Fraser od początku uważał, że połączenie ogólnie zrozumiałego humoru i świadomości ekologicznej przemówi do szerokiej publiczności. "Nie wywyższamy się w stosunku do widzów – mówi – ale wszystkich bawimy. Nasz film jest dla każdego. Rodzice nie będą zerkać na zegarki, podczas gdy ich dzieci będą go oglądać. Film naśmiewa się sam z siebie. Burzy czwartą ścianę, że tak powiem. Nie odpuściliśmy żadnemu gagowi. Jest mnóstwo wpadek, a leśne stworzenia posiadają rozmaite umiejętności, ale w to wszystko jest też wplecione nienachalne ekologiczne przesłanie. Nie grozimy nikomu palcem, nie każemy zjadać warzyw z talerza".
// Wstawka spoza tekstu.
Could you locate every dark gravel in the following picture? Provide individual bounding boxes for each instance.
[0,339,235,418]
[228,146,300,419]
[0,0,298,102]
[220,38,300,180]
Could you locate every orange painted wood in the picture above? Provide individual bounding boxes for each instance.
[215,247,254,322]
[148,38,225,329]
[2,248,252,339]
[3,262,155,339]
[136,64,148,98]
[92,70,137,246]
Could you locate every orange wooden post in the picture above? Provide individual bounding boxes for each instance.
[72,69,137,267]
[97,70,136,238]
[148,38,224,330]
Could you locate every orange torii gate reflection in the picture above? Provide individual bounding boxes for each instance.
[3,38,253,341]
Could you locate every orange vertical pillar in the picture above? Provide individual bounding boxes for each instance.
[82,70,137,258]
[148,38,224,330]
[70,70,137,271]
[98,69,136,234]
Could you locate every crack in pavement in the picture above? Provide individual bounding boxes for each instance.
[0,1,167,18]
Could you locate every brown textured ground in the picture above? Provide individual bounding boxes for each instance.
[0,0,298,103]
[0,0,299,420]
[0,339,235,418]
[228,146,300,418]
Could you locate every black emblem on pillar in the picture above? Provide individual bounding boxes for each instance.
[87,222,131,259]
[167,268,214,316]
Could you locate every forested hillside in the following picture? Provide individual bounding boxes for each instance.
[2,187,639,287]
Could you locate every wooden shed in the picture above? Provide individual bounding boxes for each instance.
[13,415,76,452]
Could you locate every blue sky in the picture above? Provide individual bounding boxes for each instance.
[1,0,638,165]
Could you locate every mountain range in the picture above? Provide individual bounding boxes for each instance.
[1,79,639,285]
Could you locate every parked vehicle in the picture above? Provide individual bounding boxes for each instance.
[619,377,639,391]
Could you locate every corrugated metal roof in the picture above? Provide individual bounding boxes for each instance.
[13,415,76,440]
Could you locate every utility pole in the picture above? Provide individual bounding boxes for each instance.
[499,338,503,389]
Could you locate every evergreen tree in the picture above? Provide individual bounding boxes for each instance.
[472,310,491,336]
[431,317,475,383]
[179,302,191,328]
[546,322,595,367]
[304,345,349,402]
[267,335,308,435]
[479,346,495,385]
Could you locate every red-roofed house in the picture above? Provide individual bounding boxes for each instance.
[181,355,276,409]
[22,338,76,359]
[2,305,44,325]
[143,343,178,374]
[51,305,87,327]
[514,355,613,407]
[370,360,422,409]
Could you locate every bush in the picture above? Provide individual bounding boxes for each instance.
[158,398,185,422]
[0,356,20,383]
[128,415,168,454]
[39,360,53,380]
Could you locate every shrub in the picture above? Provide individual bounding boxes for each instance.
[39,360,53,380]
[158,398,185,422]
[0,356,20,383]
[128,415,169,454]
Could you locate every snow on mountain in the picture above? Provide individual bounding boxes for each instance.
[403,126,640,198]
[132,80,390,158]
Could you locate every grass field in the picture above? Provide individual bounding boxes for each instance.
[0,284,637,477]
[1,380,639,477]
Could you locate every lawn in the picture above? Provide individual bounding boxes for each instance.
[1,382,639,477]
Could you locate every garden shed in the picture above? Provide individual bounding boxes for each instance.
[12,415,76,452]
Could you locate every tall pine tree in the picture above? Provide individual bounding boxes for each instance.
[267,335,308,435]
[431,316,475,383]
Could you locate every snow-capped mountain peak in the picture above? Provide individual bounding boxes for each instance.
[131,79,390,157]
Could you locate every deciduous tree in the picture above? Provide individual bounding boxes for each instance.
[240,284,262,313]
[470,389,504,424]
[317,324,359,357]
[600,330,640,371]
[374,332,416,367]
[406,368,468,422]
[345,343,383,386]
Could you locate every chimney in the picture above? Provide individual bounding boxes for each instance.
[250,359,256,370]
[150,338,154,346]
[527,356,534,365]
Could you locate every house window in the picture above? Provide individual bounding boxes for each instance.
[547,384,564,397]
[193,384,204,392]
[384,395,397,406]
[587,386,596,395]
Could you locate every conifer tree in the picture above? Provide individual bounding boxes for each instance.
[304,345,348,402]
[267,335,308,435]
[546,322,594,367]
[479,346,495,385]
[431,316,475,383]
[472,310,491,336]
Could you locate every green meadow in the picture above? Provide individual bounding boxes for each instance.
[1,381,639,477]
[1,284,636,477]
"Odnalezienie tej równowagi było największym wyzwaniem – mówi reżyser. – Nakręcenie filmu przemawiającego do rodziców zabierających dzieci do kina, jak i do samych dzieci, to największy sprawdzian każdego reżysera filmów familijnych – przyznaje. – To misja pełna pułapek. Nie chcę, by dzieci dobrze się bawiły, podczas gdy ich rodzice trą oczy z nudów. Film spodoba się rodzicom, a dzieci otrzymają coś więcej niż tylko rozrywkę. Jako ojciec trójki małych dzieci, zawsze zwracam uwagę, by mogły się też czegoś nauczyć".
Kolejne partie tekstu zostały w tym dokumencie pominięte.